When debugging, I sometimes find that I make some changes and I am not 100% sure why those changes correct some bug in the program. Is it essential to understand every single detail about why some bugs were occurring and why certain changes eliminated those bugs? Or is it common among developers to sometimes get the program working without really knowing the details about why the fix worked?
2
I would say that it is essential to understand every single detail about why some bugs were occurring and why certain changes eliminated those bugs, and it is also common among developers to sometimes get the program working without really knowing the details about why the fix worked!
The art of changing things until a bug disappears, without understanding what caused it or why the change fixed it, is often called “voodoo programming,” and it’s not a compliment. There is really no way you can possibly be confident that you have genuinely fixed a bug, as opposed to partially fixing it for the particular case you were investigating, if you don’t understand what caused it.

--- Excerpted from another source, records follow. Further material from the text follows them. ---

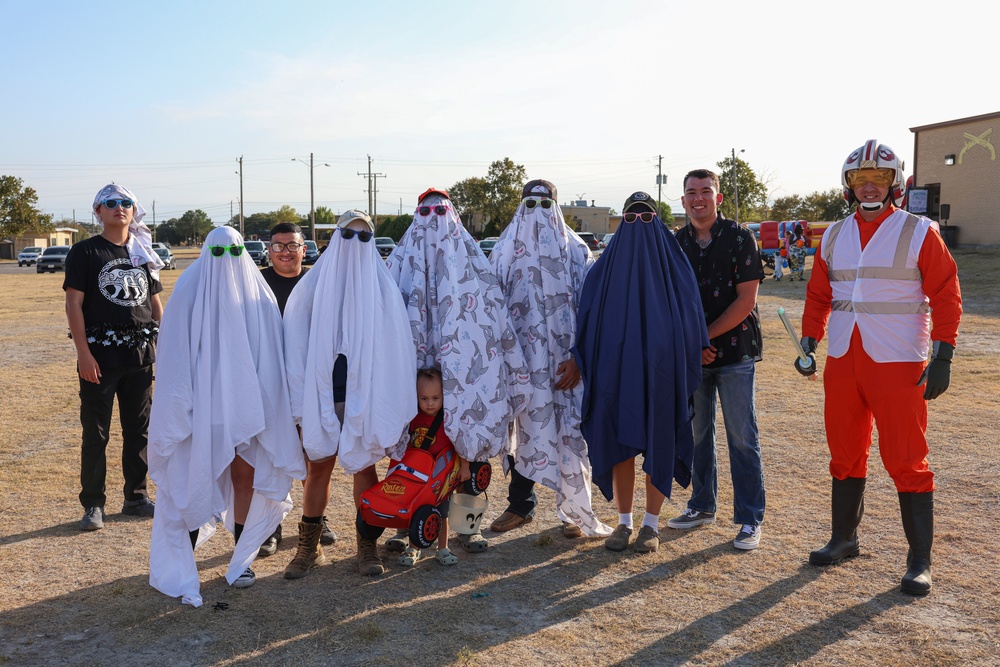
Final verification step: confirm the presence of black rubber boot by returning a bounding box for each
[899,491,934,595]
[809,477,865,565]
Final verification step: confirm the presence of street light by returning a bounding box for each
[733,148,746,224]
[292,153,330,241]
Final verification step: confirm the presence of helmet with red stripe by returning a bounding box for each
[840,139,906,210]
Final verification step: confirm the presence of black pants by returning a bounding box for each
[80,364,153,508]
[507,454,538,516]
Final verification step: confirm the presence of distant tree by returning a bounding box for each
[716,156,767,222]
[174,209,215,245]
[0,176,55,239]
[448,176,486,226]
[375,214,414,243]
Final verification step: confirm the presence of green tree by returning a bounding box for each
[0,176,54,239]
[716,156,767,222]
[375,214,414,243]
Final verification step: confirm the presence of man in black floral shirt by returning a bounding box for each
[667,169,764,549]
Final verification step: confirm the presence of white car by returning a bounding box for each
[17,246,44,266]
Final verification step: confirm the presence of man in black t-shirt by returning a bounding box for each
[667,169,764,549]
[259,222,337,556]
[63,185,163,530]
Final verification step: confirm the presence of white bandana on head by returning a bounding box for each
[94,183,165,280]
[490,190,612,535]
[386,195,531,461]
[148,227,306,607]
[284,217,417,473]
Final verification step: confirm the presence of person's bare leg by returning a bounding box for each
[229,455,253,525]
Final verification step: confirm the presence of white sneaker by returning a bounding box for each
[733,523,760,551]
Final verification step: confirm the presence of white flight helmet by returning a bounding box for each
[840,139,906,211]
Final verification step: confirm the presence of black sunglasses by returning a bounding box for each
[208,245,243,257]
[340,227,375,243]
[524,199,552,211]
[625,211,656,222]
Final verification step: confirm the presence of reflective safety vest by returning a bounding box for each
[822,211,933,362]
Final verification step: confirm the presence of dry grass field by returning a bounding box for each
[0,251,1000,667]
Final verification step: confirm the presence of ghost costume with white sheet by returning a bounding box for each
[490,188,612,536]
[148,227,306,607]
[284,211,417,474]
[94,183,166,280]
[386,194,531,461]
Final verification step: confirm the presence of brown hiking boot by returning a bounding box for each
[357,533,385,577]
[285,521,326,579]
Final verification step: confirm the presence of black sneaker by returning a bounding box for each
[80,507,104,530]
[122,496,156,518]
[233,568,257,588]
[257,523,281,556]
[319,517,337,545]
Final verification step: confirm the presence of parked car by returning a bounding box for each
[576,232,601,252]
[243,241,271,267]
[479,236,500,257]
[302,241,319,264]
[35,245,69,273]
[153,248,177,271]
[375,236,396,259]
[17,246,45,266]
[358,446,493,549]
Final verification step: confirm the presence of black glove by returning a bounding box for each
[795,336,816,377]
[917,340,955,401]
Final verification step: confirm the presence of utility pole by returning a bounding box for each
[236,155,243,236]
[733,148,745,224]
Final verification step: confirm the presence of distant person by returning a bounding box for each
[795,139,962,595]
[284,210,417,579]
[260,222,337,556]
[490,180,611,538]
[667,169,765,550]
[63,184,163,530]
[575,192,708,552]
[149,226,305,607]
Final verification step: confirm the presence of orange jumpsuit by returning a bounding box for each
[802,206,962,493]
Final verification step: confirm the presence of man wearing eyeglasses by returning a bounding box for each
[63,184,163,530]
[260,222,337,556]
[667,169,765,550]
[795,139,962,595]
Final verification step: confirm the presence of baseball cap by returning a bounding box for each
[337,208,375,232]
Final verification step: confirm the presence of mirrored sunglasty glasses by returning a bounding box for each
[268,241,305,252]
[340,227,375,243]
[524,199,552,211]
[847,168,896,188]
[625,211,656,222]
[208,245,243,257]
[102,199,132,211]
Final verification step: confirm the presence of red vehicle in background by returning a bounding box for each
[358,447,493,549]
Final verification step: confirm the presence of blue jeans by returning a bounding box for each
[688,360,764,526]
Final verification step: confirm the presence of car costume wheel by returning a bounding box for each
[465,461,493,496]
[410,505,444,549]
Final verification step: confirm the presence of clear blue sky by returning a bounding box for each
[0,0,1000,223]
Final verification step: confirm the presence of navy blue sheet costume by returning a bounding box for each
[575,192,709,500]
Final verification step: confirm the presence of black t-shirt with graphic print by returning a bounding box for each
[63,236,163,368]
[674,214,764,368]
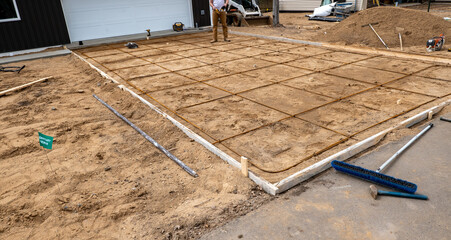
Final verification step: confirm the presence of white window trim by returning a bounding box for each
[0,0,21,23]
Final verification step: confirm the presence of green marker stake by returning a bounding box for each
[39,133,53,150]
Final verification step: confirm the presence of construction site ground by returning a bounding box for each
[76,32,451,183]
[0,56,271,239]
[0,4,451,239]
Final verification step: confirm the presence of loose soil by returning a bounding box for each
[320,7,451,47]
[0,56,271,239]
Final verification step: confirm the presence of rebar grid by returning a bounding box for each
[79,33,449,173]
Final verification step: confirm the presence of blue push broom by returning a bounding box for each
[331,123,434,193]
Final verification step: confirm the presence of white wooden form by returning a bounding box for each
[73,40,451,195]
[73,50,277,195]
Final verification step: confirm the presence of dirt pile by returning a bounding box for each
[320,7,451,47]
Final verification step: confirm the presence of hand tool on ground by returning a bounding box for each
[125,42,138,49]
[362,22,390,49]
[331,123,434,193]
[0,65,25,74]
[370,185,428,200]
[172,22,185,32]
[92,94,199,177]
[426,33,445,52]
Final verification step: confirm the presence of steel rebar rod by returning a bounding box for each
[376,123,434,172]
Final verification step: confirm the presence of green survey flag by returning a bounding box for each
[39,133,53,149]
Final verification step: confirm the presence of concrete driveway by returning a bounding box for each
[202,113,451,240]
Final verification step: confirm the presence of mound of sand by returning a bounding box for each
[322,7,451,47]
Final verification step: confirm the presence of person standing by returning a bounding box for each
[210,0,230,43]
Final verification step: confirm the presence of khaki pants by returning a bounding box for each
[213,11,229,41]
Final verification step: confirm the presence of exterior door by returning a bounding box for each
[62,0,193,42]
[193,0,211,27]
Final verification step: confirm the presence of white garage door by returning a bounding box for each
[62,0,192,42]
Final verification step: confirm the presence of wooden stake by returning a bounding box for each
[241,157,249,177]
[398,33,403,51]
[272,0,279,27]
[0,77,53,96]
[428,111,434,120]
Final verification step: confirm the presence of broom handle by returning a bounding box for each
[377,190,428,200]
[376,123,434,172]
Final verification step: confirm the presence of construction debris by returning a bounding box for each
[0,65,25,74]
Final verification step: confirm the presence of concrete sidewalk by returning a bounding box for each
[202,114,451,240]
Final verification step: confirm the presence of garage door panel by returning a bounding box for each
[62,0,192,41]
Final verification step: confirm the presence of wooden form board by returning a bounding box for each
[74,37,451,195]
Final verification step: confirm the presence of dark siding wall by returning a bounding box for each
[0,0,70,53]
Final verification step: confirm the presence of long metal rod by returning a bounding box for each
[376,123,434,172]
[368,23,390,49]
[92,94,199,177]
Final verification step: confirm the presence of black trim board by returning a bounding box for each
[0,0,70,53]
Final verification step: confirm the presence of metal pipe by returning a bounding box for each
[92,94,199,177]
[376,123,434,172]
[377,190,428,200]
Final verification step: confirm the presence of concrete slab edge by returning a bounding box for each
[275,99,451,194]
[0,49,72,64]
[73,53,278,195]
[230,31,451,64]
[66,27,211,50]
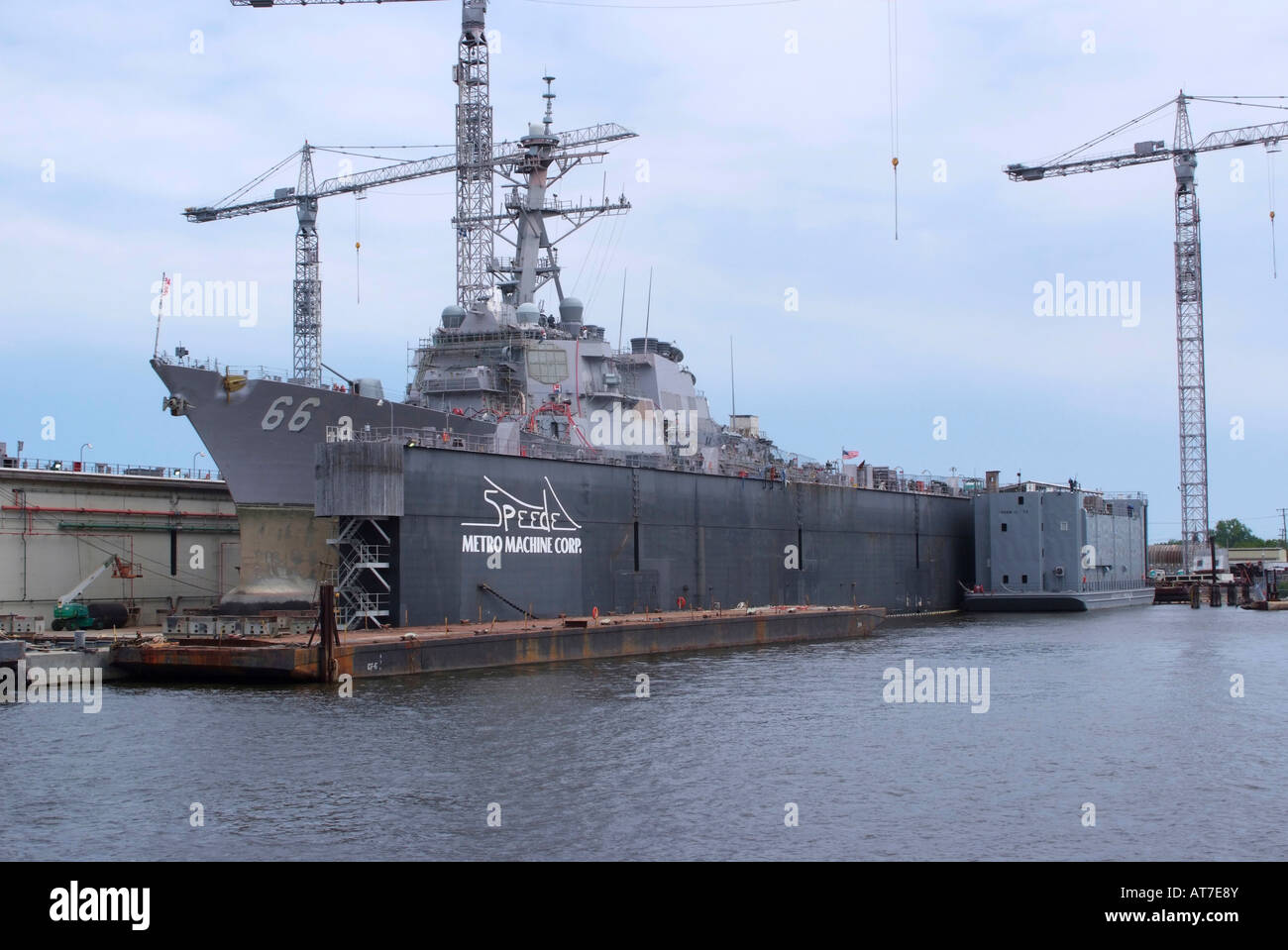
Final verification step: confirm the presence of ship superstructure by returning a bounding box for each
[152,0,971,623]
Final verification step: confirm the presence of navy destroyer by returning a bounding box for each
[152,0,973,626]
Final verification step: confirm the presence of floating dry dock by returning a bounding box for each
[111,606,885,683]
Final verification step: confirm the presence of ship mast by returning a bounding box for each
[452,0,493,310]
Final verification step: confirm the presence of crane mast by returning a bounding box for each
[1006,90,1288,571]
[1172,94,1210,561]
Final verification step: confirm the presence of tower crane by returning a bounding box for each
[231,0,493,307]
[183,0,635,386]
[1006,90,1288,571]
[183,142,456,386]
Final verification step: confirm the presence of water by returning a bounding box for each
[0,606,1288,860]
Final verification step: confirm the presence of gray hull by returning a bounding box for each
[962,587,1154,614]
[318,444,973,617]
[152,361,493,506]
[154,362,974,615]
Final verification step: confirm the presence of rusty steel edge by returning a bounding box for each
[111,607,886,683]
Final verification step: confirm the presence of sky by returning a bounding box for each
[0,0,1288,539]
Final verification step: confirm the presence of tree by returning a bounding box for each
[1212,517,1278,547]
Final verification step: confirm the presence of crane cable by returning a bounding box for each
[353,192,365,304]
[886,0,899,241]
[1266,143,1279,280]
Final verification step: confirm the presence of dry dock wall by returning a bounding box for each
[0,468,240,629]
[318,443,973,626]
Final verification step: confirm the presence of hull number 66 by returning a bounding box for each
[259,396,322,433]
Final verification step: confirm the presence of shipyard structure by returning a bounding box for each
[0,443,240,633]
[316,433,973,628]
[965,472,1154,611]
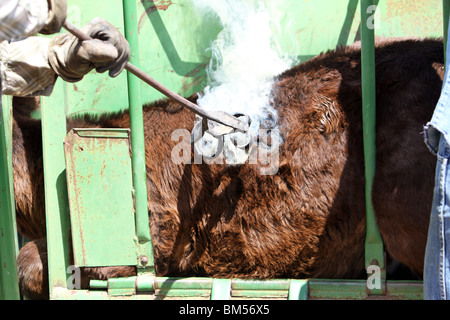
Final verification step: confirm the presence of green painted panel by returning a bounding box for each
[64,129,137,266]
[44,0,442,115]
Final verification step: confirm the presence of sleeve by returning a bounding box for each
[0,37,57,96]
[0,0,48,41]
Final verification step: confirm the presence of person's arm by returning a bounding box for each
[0,37,57,96]
[0,18,130,96]
[0,0,67,41]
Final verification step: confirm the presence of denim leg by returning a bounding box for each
[424,135,450,300]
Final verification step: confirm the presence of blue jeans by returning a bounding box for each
[424,135,450,300]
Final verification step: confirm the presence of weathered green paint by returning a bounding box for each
[41,79,71,297]
[0,95,20,300]
[288,280,308,300]
[108,277,136,297]
[64,129,138,267]
[361,0,386,294]
[0,0,442,299]
[211,279,231,300]
[123,0,154,274]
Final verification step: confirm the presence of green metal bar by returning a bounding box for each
[288,280,308,300]
[41,81,70,298]
[211,279,231,300]
[0,95,20,300]
[123,0,154,269]
[361,0,386,294]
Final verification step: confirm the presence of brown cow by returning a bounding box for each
[13,40,444,298]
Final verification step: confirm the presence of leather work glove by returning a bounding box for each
[39,0,67,34]
[48,18,130,82]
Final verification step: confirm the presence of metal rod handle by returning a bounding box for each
[63,20,249,132]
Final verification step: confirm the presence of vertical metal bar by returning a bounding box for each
[288,279,308,300]
[41,81,70,298]
[0,95,20,300]
[211,279,231,300]
[123,0,154,267]
[442,0,450,63]
[361,0,386,294]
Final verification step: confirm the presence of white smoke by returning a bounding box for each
[192,0,293,133]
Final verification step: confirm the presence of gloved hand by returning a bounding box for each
[48,18,130,82]
[39,0,67,34]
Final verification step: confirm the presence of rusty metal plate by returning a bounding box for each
[64,129,137,267]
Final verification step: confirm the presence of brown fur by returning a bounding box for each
[14,40,443,297]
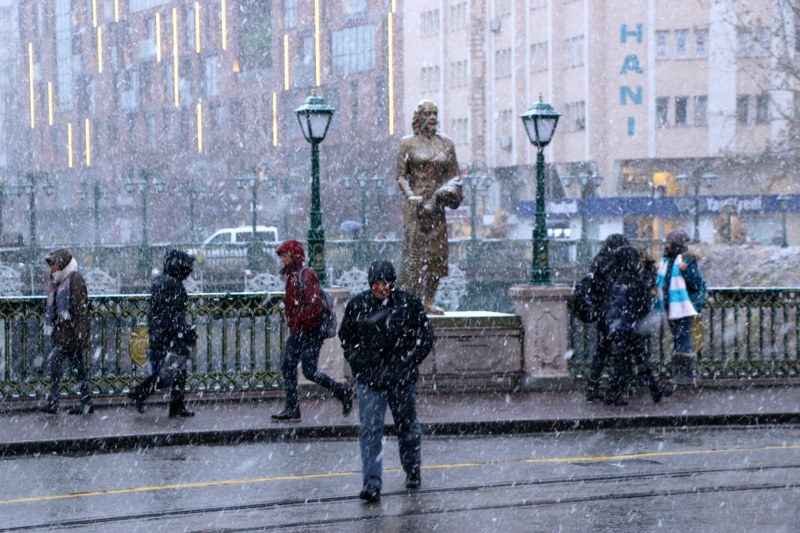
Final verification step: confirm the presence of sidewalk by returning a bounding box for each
[0,383,800,457]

In the worst case, you haven’t done anything at all except move the bug: I remember from first year computing at uni, when many students were learning C and pointers for the first time, pointer bugs would often stop manifesting when they changed things randomly, because the changes would rearrange data structures in memory enough to make the pointer bug stomp over a different bit of memory. Obviously that hasn’t helped at all.
But having said that, the commercial realities of programming are often such that satisfying the client that a bug is fixed is more important than satisfying yourself. I’d never recommend you declare something fixed if you had no idea what caused it, but if you can see that some code was problematic, and you reworked it, even if you’re “not 100% sure” how that caused the specific bug to manifest, sometimes you just have to move on to the next bug before the client screams too loudly about your slow progress.
If you think a client is mad about it taking too long to fix a bug, imagine how mad they will be about a bug recurring that you claimed was fixed, or a fix for one thing making something else worse. If your fix is only a workaround or mitigation, customers will usually still welcome it, but you must be honest about what it is, and you put as much logging as you need in order to fix it for real.
If you’re pretty sure you fixed it, but don’t know why the fix works, ask someone. Most engineers I know love to get questions like that because of the mystery behind it.
1
Changing stuff until the bug is no longer there is generally bad practice, but unfortunately a reality for some people.
I’m of the strong opinion that you should never write code that you don’t understand what it does or why it does it. How can you be sure that even though you’ve fixed the bug you’ve set out to fix – you haven’t broken anything else?
Generally, before you fix a problem/bug – you should be doing an underlying cause assessment/analysis to determine why the issue is occurring and if it can be replicated. Then you should be reading the code and understanding why the code is causing the bug to happen. Once you have that understanding: then you can start to look at how the resolve the issue and determining other areas that your change(s) will impact. Unit tests can really help here!
I’ve seen a number of code changes that people have made to fix an issue (which is great), but it unfortunately introduced other issues because the developer was unaware of the full impact of what they changed. Many of these “fixes” just obscure the underlying cause of the original issue as well as introducing complexity and more bugs.
Having said that, I’ve fixed a number of issues in code purely by association. Where I’ve changed/reworked/refactored something and it fixed other outstanding bugs. So although I don’t know what caused them originally, I found dodgy code and “fixed” it – which happened to fix those bugs too. I cover changes like this with unit and integration tests to ensure the integrity of the business and technical requirements of the function.
Or is it common among developers to sometimes get the program working
without really knowing the details about why the fix worked?
There are at least three big problems with that:
-
It leads to a black magic mindset where you give up on the idea that you can understand the code and instead just start moving parts around hoping that problems will go away. This is the programming equivalent of pushing food around on your plate, hoping to make your dinner look sufficiently eaten that your parents won’t make you eat more of your vegetables.
-
You can’t know that the bug is actually fixed or just masked by your change unless you understand a) what the problem was, and b) how your change solves the problem.
-
The bug is probably not fixed, and it’s going to bite you again in the near future.
I see two scenarios: you worked on something else and the bug stopped happening, as long as the something else hasn’t broken anything else, you pretty much have to let that go in–you did what was needed/wanted and it had an unforeseen and inexplicable positive side effect.
The other is that you are working on this bug and a random change made things work, that’s unacceptable. If you have no idea what the old code was doing wrong, you probably have no idea what the new code is doing wrong.
I can’t really think of a good reason to checkin the second case — if it’s a critical bug, then it’s critical to get it right. If it’s a non-critical bug, at least you can be sure that you are not introducing a critical bug with your “fix”.
Or is it common among developers to sometimes get the program working
without really knowing the details about why the fix worked?
I for one think it is very very common these days. That’s because of Google and Stackoverflow. You have a problem with your code, just google it, find solution, fixed, move on to the next problem.